La Universidad Pablo de Olavide is one of three universities here. La Universidad de Sevilla is the biggest university here. The main campus where international students have their classes used to be an old tobacco factory, and was the inspiration for the opera Carmen. It's a beautiful, historic school. Pablo de Olavide on the other hand is a newer school whose architecture is less-than-stellar. The third university, Menendez Pelayo, is basically a university just for international students. Even though Pablo's architectural beauty may be lacking, I'm enjoying my classes for the most part and learning quite a bit too.
Some things I have found different/unique about Spain:
1. They wear boots, winter coats, and scarves even when it's 73 degrees outside.
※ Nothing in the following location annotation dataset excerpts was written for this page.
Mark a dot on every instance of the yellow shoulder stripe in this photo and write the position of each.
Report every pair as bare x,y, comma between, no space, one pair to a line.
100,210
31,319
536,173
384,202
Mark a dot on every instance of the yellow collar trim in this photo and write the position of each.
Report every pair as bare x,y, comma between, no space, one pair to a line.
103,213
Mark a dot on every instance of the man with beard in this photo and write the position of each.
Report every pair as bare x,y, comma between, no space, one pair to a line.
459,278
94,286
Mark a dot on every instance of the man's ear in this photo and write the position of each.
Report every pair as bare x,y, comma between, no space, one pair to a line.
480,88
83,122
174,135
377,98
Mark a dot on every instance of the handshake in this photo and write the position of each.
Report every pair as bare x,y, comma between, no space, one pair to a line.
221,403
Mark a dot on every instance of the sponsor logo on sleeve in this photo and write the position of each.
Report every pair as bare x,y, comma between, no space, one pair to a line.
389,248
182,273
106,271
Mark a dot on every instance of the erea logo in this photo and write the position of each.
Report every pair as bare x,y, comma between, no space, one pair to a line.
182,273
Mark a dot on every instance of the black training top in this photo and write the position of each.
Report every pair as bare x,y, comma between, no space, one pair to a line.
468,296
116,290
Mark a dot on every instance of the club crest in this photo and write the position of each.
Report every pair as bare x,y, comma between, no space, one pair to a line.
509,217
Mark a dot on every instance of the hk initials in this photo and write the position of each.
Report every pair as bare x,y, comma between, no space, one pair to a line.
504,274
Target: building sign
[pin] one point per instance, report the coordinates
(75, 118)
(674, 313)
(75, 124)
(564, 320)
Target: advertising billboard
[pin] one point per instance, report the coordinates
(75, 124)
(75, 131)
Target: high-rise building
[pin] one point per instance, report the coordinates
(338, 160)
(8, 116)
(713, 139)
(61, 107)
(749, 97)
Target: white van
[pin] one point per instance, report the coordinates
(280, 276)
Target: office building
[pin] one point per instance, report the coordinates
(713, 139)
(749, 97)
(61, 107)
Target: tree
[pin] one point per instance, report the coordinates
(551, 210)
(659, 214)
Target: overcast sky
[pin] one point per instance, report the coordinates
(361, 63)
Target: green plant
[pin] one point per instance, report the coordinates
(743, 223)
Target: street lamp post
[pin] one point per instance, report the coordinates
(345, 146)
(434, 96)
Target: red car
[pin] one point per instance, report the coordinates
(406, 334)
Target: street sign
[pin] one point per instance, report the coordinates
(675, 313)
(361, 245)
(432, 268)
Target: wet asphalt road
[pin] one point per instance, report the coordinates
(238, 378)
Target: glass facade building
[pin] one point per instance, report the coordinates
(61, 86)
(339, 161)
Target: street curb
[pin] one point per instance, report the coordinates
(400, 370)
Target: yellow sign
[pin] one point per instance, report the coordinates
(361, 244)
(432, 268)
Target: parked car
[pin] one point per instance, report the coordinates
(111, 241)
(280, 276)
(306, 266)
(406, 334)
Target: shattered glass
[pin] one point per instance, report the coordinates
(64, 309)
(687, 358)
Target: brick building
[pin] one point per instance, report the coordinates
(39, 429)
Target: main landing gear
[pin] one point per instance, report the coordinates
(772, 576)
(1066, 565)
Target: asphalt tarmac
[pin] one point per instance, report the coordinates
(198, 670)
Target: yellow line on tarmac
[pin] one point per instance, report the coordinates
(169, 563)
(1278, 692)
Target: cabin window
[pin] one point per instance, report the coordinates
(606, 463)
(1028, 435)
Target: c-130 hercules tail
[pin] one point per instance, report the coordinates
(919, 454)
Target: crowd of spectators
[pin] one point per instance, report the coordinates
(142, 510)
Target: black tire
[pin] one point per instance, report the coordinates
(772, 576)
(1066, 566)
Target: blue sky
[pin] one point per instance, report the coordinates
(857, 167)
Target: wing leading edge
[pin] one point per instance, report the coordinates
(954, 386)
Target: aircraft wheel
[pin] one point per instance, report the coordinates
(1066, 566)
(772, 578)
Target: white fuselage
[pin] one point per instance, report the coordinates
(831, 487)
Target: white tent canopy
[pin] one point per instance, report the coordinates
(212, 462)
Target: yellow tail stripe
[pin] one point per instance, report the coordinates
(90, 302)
Fact: While waiting at the bus stop yesterday to go to Plaza de Espana, I was given weird stares for wearing a one-shoulder dress with leggings and flats because they were still all wearing their full-on Winter attire.
2. You can buy beer and wine at school. Cruzcampo (owned by Heineken) is on tap. Glasses of wine and tinto de verano (part red wine, part Kas) are also for sale before, after, or in between classes.
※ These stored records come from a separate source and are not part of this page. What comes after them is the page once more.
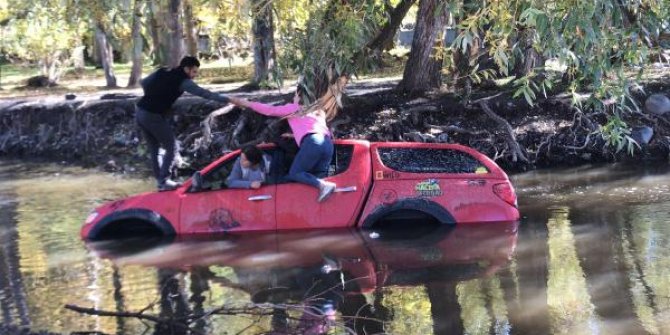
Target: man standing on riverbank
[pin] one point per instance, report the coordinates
(161, 89)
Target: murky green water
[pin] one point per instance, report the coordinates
(591, 256)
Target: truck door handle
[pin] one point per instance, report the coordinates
(346, 189)
(260, 197)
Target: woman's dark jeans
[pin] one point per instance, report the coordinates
(313, 159)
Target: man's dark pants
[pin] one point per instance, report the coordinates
(158, 134)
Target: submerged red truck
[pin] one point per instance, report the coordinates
(378, 184)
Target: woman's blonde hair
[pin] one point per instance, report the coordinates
(329, 103)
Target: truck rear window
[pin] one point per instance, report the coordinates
(419, 160)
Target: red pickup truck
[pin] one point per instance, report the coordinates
(378, 184)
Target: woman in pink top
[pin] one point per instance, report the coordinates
(311, 134)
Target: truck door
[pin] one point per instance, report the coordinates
(296, 204)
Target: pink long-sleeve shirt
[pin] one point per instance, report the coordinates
(300, 125)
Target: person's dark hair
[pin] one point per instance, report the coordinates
(253, 154)
(189, 61)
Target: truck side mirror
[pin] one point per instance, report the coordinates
(196, 182)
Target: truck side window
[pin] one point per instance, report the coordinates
(427, 160)
(216, 179)
(341, 159)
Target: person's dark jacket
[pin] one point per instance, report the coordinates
(163, 87)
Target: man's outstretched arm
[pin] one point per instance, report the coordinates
(190, 86)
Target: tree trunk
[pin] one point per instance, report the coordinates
(264, 44)
(155, 27)
(384, 39)
(136, 70)
(175, 33)
(106, 56)
(78, 57)
(191, 33)
(423, 71)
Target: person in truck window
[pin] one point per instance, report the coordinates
(161, 89)
(250, 169)
(311, 133)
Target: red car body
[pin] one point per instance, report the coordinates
(446, 182)
(370, 259)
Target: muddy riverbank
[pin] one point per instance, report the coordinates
(101, 132)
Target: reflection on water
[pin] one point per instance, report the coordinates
(591, 256)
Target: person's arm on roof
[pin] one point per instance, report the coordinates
(190, 86)
(265, 109)
(235, 179)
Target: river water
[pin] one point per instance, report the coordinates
(590, 256)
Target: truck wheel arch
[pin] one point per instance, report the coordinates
(144, 217)
(422, 205)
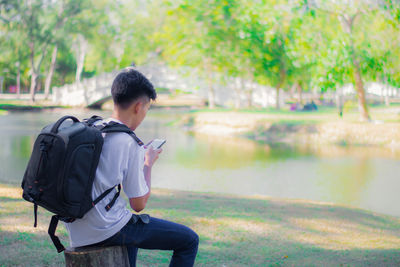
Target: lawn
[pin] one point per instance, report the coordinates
(234, 231)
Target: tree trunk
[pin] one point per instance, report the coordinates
(32, 89)
(34, 75)
(348, 23)
(362, 103)
(51, 71)
(80, 47)
(249, 93)
(116, 256)
(18, 79)
(278, 105)
(211, 97)
(300, 92)
(236, 88)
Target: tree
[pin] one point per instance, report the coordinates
(349, 23)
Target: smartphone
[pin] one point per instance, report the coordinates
(157, 143)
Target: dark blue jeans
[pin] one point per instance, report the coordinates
(151, 233)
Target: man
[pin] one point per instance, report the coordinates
(124, 161)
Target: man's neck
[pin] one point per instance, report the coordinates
(125, 118)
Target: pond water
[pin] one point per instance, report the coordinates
(362, 177)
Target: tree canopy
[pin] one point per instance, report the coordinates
(309, 45)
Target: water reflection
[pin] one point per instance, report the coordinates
(365, 177)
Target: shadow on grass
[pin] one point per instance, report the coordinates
(28, 249)
(234, 231)
(261, 232)
(278, 211)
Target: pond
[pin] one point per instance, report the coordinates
(362, 177)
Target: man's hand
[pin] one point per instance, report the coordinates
(151, 156)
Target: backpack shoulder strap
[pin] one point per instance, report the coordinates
(115, 127)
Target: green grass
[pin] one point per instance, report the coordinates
(234, 231)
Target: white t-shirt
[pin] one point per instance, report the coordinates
(121, 162)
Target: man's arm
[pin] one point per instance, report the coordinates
(139, 203)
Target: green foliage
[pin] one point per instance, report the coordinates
(280, 43)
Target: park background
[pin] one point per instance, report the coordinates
(282, 121)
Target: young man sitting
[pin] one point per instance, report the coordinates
(124, 161)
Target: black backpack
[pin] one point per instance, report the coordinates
(62, 167)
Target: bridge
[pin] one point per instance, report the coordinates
(95, 91)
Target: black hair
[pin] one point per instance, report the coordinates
(130, 85)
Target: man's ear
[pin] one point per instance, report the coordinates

3. Everyone is dressed up all the time. The only time you see people in sweats is when they are exercising.
4. It is not common to "eat/drink on the go." I, however, cannot give this up. When I am running late to school and eating a muffin on my way to the bus stop, I get odd stares. Likewise, when I eat half of my bocadillo (sandwich on French bread) after International Finance, while walking to International Marketing, I also get weird stares from Spaniards. Buying coffee "para llevar" (to go) is also an oddity. Starbucks and some cafeterias will sell "to-go cups," but it's hard to come across for the most part. Also, coffee here consists of espresso and milk, so just two small cups will make you jittery.
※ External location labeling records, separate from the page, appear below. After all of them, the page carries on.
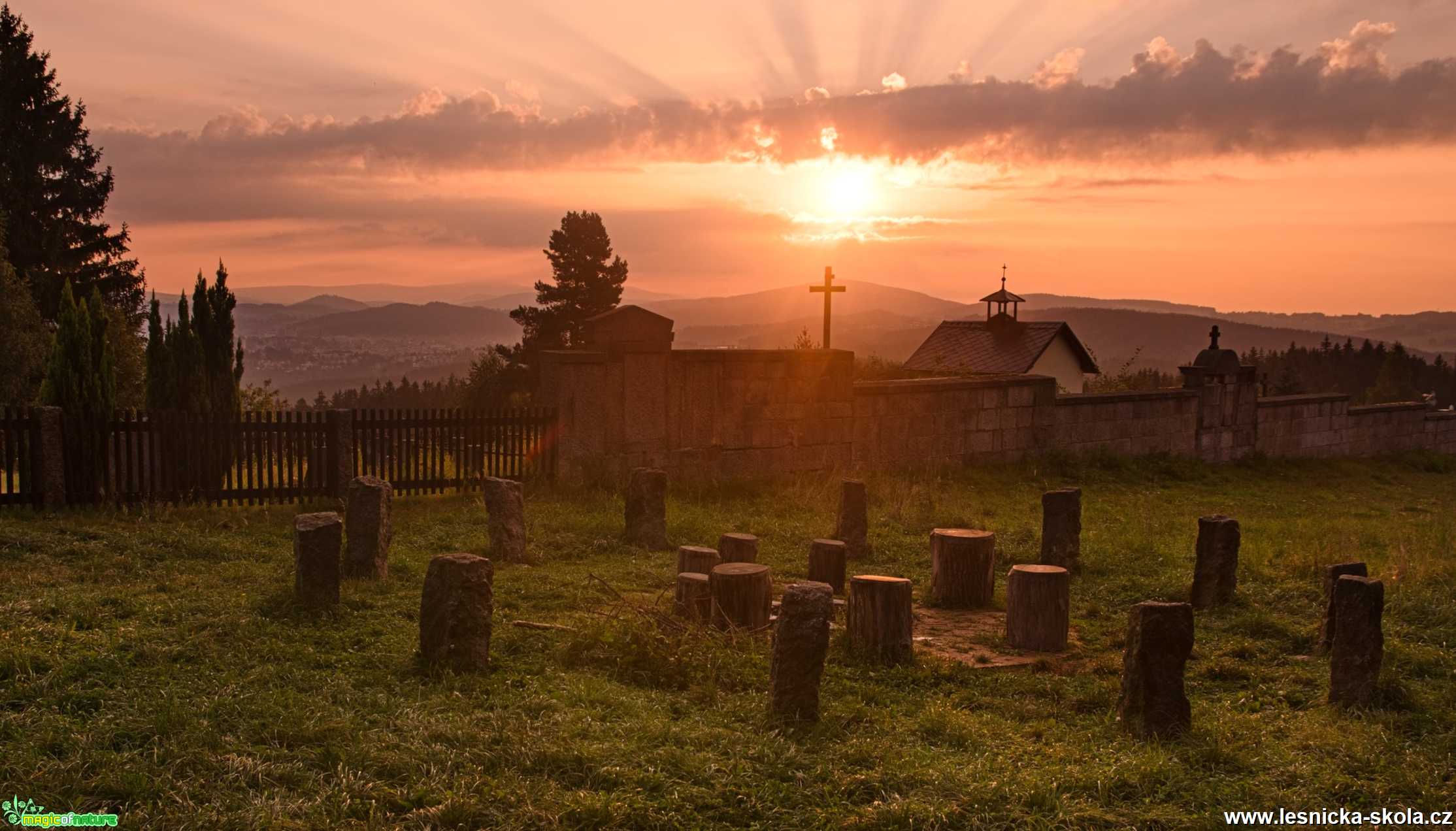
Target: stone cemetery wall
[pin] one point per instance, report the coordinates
(1382, 429)
(1152, 421)
(940, 421)
(1314, 425)
(756, 412)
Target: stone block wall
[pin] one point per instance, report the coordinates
(755, 412)
(1139, 423)
(940, 421)
(1383, 429)
(1314, 425)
5. Tipping is neither expected nor required.
6. If you're a girl, get used to catcalls on a daily basis. Sometimes they can be degrading, which no one appreciates, but I've learned to just ignore it.
7. Siestas are a nice excuse to take a nap when needed. I don't generally take siestas here, which is probably surprising to many of you. Instead, I would rather walk around the city and enjoy the sights. There is so much to see and people watching here is especially good.
8. There is A LOT of PDA. By a lot, I mean people will be full-on making out against a wall. This is the norm here, but it hasn't ceased to make me uncomfortable as I am walking down a street minding my own business. The best was when we were sitting at el Torre del Oro and a couple was on top of each other making out. A police car came down the road, stopped, and asked them to stop. This was in broad daylight in a prime tourist spot.
9. Since they hang-dry their clothes, if it is raining for a week on end, your laundry will not get done. Also, because of the hang-drying situation, get used to having saggy butt jeans. I never realized the greatness of a dryer until my jeans didn't fit properly.
10. Milk and eggs are not refrigerated until opened.
Sorry for the long, first post. I'm going to make a concerted effort to write shorter, more consistent blogs. Hasta pronto! Un beso.